Package for partial sorting output iterator

Is there an implementation that partial sorts an iterator without allocating the whole output?

Eg suppose that I need the n largest elements by f from an iterator itr that has N \gg n elements.

partialsort!(collect(itr), n; by f) would allocate a length N vector, while the whole thing can be handled with a length n vector that is kept sorted.

One quick implementation would be like:

using DataStructures
function partialsort(itr, n)
    ret = SortedSet{eltype(itr)}()
    for x in itr
        push!(ret, x)
        if length(ret) > n
            pop!(ret)
        end
    end
    ret
end

Perhaps SortedSet can cause problems because it folds identical items (as a mathematical set does). An alternative data structure to use is a heap:

function partialsort2(itr, n)
    ret = BinaryMinMaxHeap{eltype(itr)}()
    for x in itr
        push!(ret, x)
        if length(ret) > n
            popmin!(ret)
        end
    end
    ret
end

Note that these two solutions are O(N\log n) while partialsort! has the potential to be O(N) (I didn’t look at the actual implementation though).

You can’t do better than O(N log(N)) for full comparison sort. This means in general you also can’t to partial sort in O(N). Otherwise you would just choose n=N and end up with a faster full comparison sort.
Now if your problem has extra structure, there can be faster algorithms. Like O(N) radix sort for a vector of integers. Or O(1) if your collection is say a range.

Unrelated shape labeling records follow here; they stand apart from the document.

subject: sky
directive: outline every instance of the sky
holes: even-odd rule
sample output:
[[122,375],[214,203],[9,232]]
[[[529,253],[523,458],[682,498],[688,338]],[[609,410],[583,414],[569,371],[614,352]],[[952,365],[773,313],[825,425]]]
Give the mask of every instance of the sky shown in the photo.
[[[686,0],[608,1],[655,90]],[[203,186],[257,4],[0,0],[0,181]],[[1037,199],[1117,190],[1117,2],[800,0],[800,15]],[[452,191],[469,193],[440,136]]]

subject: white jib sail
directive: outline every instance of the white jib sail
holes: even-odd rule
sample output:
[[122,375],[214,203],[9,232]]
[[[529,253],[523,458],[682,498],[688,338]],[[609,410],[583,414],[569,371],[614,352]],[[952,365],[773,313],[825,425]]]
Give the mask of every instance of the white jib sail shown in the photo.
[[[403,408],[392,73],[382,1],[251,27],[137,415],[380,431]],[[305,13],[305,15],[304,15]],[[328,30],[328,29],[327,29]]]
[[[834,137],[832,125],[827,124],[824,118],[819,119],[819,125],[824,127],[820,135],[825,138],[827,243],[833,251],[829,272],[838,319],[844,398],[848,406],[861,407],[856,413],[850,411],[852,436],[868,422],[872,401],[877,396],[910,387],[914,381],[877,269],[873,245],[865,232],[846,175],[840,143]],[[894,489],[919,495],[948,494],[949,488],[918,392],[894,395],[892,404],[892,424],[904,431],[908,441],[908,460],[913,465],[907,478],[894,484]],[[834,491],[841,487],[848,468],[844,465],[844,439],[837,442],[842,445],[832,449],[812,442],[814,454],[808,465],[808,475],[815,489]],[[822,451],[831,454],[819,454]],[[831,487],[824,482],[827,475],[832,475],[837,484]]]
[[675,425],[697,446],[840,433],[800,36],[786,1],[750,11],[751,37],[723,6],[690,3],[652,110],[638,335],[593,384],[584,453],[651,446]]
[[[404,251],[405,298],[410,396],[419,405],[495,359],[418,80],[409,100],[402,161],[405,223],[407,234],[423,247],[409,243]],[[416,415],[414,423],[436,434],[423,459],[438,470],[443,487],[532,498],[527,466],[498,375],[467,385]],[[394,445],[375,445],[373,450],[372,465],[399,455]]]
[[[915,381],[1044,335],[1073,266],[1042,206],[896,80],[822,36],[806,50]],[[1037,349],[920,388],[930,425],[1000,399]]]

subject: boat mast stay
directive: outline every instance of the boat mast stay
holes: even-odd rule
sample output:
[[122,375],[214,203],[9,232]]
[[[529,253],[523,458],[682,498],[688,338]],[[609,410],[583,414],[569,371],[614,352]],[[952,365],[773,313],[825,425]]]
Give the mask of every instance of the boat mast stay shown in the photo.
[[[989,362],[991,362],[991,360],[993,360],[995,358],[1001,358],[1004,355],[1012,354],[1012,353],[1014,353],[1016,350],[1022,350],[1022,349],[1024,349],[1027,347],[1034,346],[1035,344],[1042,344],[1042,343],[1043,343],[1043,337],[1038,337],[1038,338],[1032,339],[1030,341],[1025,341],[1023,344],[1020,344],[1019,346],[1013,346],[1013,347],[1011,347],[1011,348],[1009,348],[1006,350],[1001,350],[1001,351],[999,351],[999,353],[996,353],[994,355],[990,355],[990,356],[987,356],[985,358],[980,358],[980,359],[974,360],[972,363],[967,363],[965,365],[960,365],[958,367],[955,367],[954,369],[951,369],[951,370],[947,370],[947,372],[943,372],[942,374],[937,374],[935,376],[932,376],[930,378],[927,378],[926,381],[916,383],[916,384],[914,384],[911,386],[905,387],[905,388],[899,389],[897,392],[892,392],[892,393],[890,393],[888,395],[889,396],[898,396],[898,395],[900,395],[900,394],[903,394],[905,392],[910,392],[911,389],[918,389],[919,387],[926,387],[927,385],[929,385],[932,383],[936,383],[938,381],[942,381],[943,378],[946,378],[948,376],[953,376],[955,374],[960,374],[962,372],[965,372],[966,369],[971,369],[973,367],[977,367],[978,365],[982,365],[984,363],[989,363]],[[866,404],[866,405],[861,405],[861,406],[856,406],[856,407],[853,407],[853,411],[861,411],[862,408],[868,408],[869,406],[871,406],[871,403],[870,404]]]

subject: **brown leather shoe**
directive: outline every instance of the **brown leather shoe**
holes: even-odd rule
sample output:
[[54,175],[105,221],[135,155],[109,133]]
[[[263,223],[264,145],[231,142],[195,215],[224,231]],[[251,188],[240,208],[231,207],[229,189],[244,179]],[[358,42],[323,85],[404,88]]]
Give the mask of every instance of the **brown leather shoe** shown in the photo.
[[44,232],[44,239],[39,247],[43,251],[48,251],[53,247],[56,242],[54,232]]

I think you are misinterpreting partialsort!. You don’t need the output array to be sorted, you only need to find the position of the n-th smallest element (and as a consequence you can find the position of the n smallest elements with an extra O(n) time). Setting n=N would just give you the largest element, which obviously can be found in time O(N).

Oh thanks for clarifying.

I think this operation may done in O(N) time as follows. For simplicity of explanation, assume N is a multiple of n. Form a buffer with 2n slots. Initially load the buffer with 2n items from the iterator. Then find the median, which requires O(n) time, and discard the elements below the median, leaving n items in the buffer. Now load another n items from the iterator, again filling the buffer. Repeat the operation of taking the median and discarding the n smaller elements. The number of median operations is N/n, and each one requires O(n) operations, so the total running time is O(N).

The OP asked for a package rather than an algorithm; I don’t know of a package to implement this operation.